Our voting system is broken

The Calgary Herald:

Forgive me if I still seem giddy, but this was a special moment for an old Calgarian. After 35 years trying, in nearly as many elections at every level, I finally cast a vote for somebody who got in.

Hallelujah, Mayor Nenshi: the system works.

Well, it worked this time. For some of us. But for those who hail Nenshi's victory as the long-awaited rise of a progressive political force in Alberta, it's a little early to start counting chickens.

First, though, the good news. Nenshi's victory is the single greatest stroke of PR that this city has scored in my lifetime. For those of us grown weary of the redneck slander, reading the effusive (and, admittedly, incredulous) remarks of other Canadians praising our election gives hope that Alberta may one day be known for something other than dinosaurs, conservatives and conservative dinosaurs.

The bad news, however, is that as long as Canadian elections cling to the first-past-the-post model, it will remain difficult for progressive candidates to usurp power from the old boys' network to which we are politically inured. When 30 per cent of the vote can get you 60 per cent of the seats and 100 per cent of the power, it's an easily gamed system. I am a great believer that our electoral process is broken, and that only proportional representation of the sort being promoted by the non-partisan group Fair Vote Canada can render our democracy more true to its calling.

FVC points out that nearly one million Canadians voted for the Green party in the last federal election, and got exactly zero seats. Meanwhile, here in Alberta, less voters than that managed to elect Conservatives in 27 ridings.

In proportional representation, depending on the specific system, seats are apportioned simply by number of votes cast. In other words, those Green voters would get a million votes' worth of Parliamentary power.
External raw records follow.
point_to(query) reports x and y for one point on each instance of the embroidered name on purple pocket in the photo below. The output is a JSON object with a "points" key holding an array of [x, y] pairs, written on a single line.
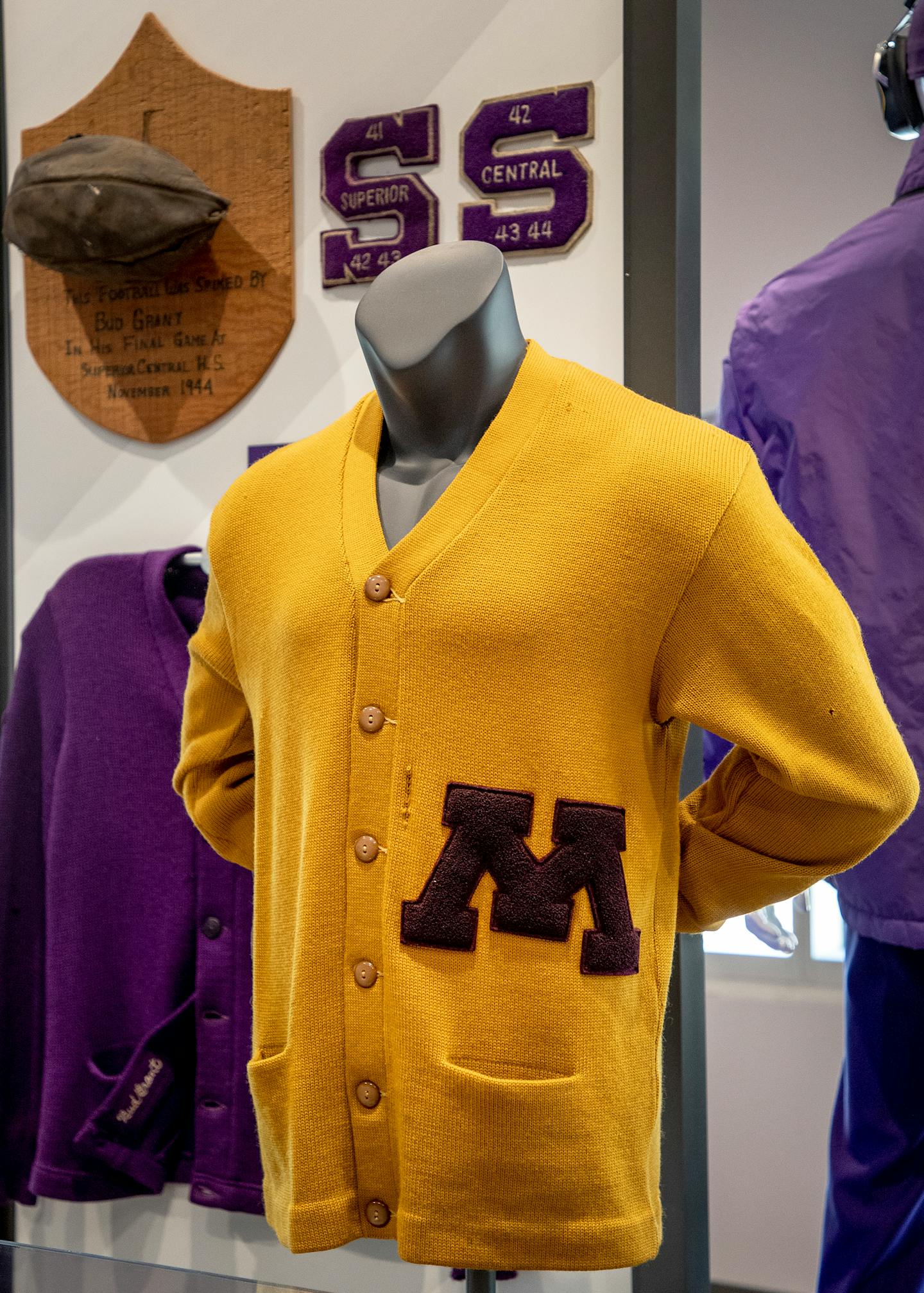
{"points": [[534, 896], [413, 137], [136, 1097], [568, 113]]}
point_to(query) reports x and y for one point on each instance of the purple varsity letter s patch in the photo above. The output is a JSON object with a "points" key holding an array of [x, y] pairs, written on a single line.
{"points": [[568, 113], [411, 136], [534, 896]]}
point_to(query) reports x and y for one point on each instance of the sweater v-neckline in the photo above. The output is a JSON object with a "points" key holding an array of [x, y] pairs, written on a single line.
{"points": [[503, 441]]}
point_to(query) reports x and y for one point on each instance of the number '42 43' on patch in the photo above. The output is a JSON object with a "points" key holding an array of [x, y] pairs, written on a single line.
{"points": [[552, 180]]}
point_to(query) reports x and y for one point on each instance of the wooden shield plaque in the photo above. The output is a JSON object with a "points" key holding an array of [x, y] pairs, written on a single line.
{"points": [[158, 360]]}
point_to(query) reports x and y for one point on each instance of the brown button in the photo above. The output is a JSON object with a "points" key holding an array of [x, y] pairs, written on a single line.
{"points": [[368, 1094], [364, 973], [378, 587], [366, 848], [372, 719], [378, 1213]]}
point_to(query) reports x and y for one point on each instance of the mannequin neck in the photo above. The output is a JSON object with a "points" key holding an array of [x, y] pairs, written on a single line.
{"points": [[443, 347]]}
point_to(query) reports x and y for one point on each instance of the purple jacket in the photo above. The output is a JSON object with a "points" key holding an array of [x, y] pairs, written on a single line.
{"points": [[825, 379], [124, 940]]}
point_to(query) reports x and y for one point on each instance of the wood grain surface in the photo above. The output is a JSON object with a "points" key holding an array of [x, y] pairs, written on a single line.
{"points": [[155, 361]]}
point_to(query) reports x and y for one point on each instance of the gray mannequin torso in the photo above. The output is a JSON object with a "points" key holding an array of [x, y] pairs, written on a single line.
{"points": [[442, 341]]}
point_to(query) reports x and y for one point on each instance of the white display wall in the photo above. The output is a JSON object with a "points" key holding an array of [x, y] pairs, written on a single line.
{"points": [[80, 490]]}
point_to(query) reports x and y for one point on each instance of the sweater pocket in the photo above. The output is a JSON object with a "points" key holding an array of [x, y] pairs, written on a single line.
{"points": [[268, 1075], [501, 1142]]}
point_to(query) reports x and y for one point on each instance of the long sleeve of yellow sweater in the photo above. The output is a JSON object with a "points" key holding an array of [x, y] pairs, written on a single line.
{"points": [[764, 651], [216, 775], [459, 803]]}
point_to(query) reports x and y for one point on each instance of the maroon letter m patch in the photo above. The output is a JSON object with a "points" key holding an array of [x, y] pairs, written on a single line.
{"points": [[534, 896]]}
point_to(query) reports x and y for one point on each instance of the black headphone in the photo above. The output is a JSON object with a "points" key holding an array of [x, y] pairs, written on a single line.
{"points": [[897, 95]]}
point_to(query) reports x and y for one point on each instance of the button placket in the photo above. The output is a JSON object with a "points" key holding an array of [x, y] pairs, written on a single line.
{"points": [[373, 737], [215, 963]]}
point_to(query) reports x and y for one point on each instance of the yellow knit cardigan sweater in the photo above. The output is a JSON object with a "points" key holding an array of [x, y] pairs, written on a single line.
{"points": [[452, 767]]}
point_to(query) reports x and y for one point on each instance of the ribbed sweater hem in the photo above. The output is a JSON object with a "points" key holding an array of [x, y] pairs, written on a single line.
{"points": [[886, 929], [591, 1246]]}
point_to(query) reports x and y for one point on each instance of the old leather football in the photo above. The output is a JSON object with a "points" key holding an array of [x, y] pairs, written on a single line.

All votes count, not just a privileged few.

Saying this, a more proportional system of voting wouldn't have benefited Nenshi in our recent civic election. (Granted, municipal elections are a different animal.)

But as it stands, Nenshi was not the choice of the majority of Calgarians, and it will be a challenge for him to assert a mandate. If democracy is truly about majority rule -- which, apparently, it isn't -- it would require a run-off election between the two leading contenders, and Nenshi would conceivably lose.

Still, let's take this and run. Forty per cent of us, at least, have shown themselves ready for fresh ideas. Whereas this isn't news to Calgarians who exist in diverse, educated circles -- yet legitimately wonder how, politically, we only ever project monolithic conservatism -- it is a clarion call for that 40 per cent to insist their voices be heard in every future election.

How can that happen, for example, at the provincial level? At present, there is no logical home for Nenshi voters in Edmonton. The Liberal brand is hopeless in this province, so let's get beyond that. Nothing short of a new, progressive provincial party could hope to lay the foundation for some day unseating conservatives, or even just offering a credible opposition.

Maybe this surprising mayoral victory, in combination with newly engaged youth, can truly help foster a change in business as usual. But it's going to be glacially slow unless we adopt fairer voting protocols like proportional representation, which is being used successfully in most Western democracies.

If you want the latest expression of democratic failure, just tune in to next week's U.S. mid-term elections. See for yourself how, yet again, a flawed, two-party, first-past-the-post system ensures slender mandates, governmental gridlock and a preservation of the status quo. Entrenched elites love that stuff.

Calgary's progressive voters have their first victory. Will they ever have another, or will it simply turn into a case of all dressed up and nowhere to go?